A very strong argument could have been made to give the honor to Red Sox outfield prospect Jackie Bradley Jr. Bradley only had 12 official at-bats for the week thanks to six walks and three hit-by-pitches. Still, he managed a .583/.727/1.167 line for a 1.894 OPS in five games.

Padres' Portillo is Pitcher of the Week

In his April 27 start against Burlington, Padres prospect Adys Portillo (No. 17 on San Diego's Top 20 Prospects list) gave up four runs on six hits over just four innings. He no doubt wanted to improve on that in his next two Midwest League outings.

The 20-year-old Venezuelan right-hander did that and then some, tossing 14 shutout innings to earn Prospect Watch Pitcher of the Week honors.

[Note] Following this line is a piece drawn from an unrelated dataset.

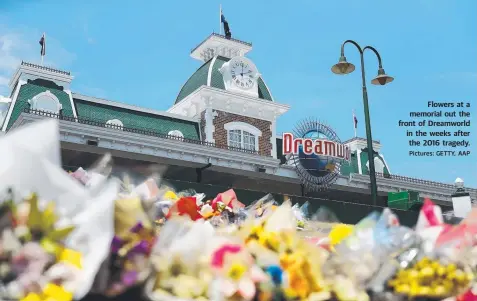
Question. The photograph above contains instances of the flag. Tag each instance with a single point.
(227, 32)
(43, 45)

Portillo gave up just three hits combined in the two starts, going seven innings in each, and holding opposing hitters to a .067 average. He struck out 12, but even more importantly, he walked only three.

Portillo has struggled with his command in the early stages of his career and he had issued 14 walks in his first 24 1/3 innings. This is the right-hander's second long taste of life with Class A Fort Wayne. In 2011, he walked six per nine innings. His two most recent starts lowered his season rate to 4.0 -- a step in the right direction.

Portillo is third in the Midwest League with his 1.41 ERA and is tied for third in strikeouts, with 38. He's held hitters to a miniscule .140 average and kept his WHIP down to 0.91 (good for fourth in the league) thanks to that reduced walk rate.

A's prospect Cabrera dealing with back issue

Oakland shortstop prospect Yordy Cabrera said his work in extended spring camp has been beneficial. He's just ready to move on.

Cabrera, ranked no. 8 on the list of Oakland's Top 20 prospects, said his back locked up during Spring Training and he was later diagnosed with a stress fracture in his spine. He has been rehabilitating his back in Phoenix and could be on his way to advanced Class A Stockton. There is an outside chance he will end up in Class A Burlington.

"I really don't know how it happened," Cabrera said. "It kind of came out of nowhere, but I'm fine. I just need a few more games and I'll be ready."

Selected in the second round of the 2010 First-Year Player Draft, Cabrera hit .231 with six home runs and 47 RBIs for Burlington last season. The organization could eventually move him to third base, but would prefer to keep him at shortstop as long as possible.

"[The injury] is not uncommon in athletes and there is no surgery required," A's director of player development Keith Lieppman said. "He just had to strengthen it and get some time off. It should not be an issue."

Brewers watching prospects' injury progress

He went 0-for-4, but there's no doubt the Brewers' Nick Ramirez will take it.

It was Ramirez's first game of the 2012 season. Milwaukee's fourth-round pick from the 2011 First-year Player Draft had been rehabbing from a broken hamate bone.

The Cal State Fullerton product played in the Pioneer League and Midwest League last summer, hitting a combined .271 with 11 homers and 53 RBIs in 59 games. If the 22-year-old can get in a groove, don't be surprised to see him start moving more quickly. And you can read all about as he contributes to the prospect blog, We the Prospects.

Ramirez isn't the only Brewers prospect on the injury transaction wire. Khris Davis, No. 13 on the team's Top 20 Prospects list, hit the DL on Sunday with a leg injury. It was bad timing, as Davis' .328 average would be good for third in the Double-A Southern League, and his .451 OBP would top the circuit.

Many happy returns: Manny Banuelos, who is ranked No. 11 on the overall Top 100 prospects list (No. 1 on the Yankees' Top 20) returned from his back problems, and it looks like the rest did him some good. The lefty has tossed 8 1/3 innings, allowing just one run on six hits. Most importantly, he hasn't walked anyone after issuing seven free passes over his first 5 1/3 innings. ... Speaking of New York pitching prospects, Zack Wheeler (No. 26 overall, No. 1 on the Mets' Top 20) returned from his finger nail issue, going five innings and allowing two runs on six hits. He walked one and struck out seven.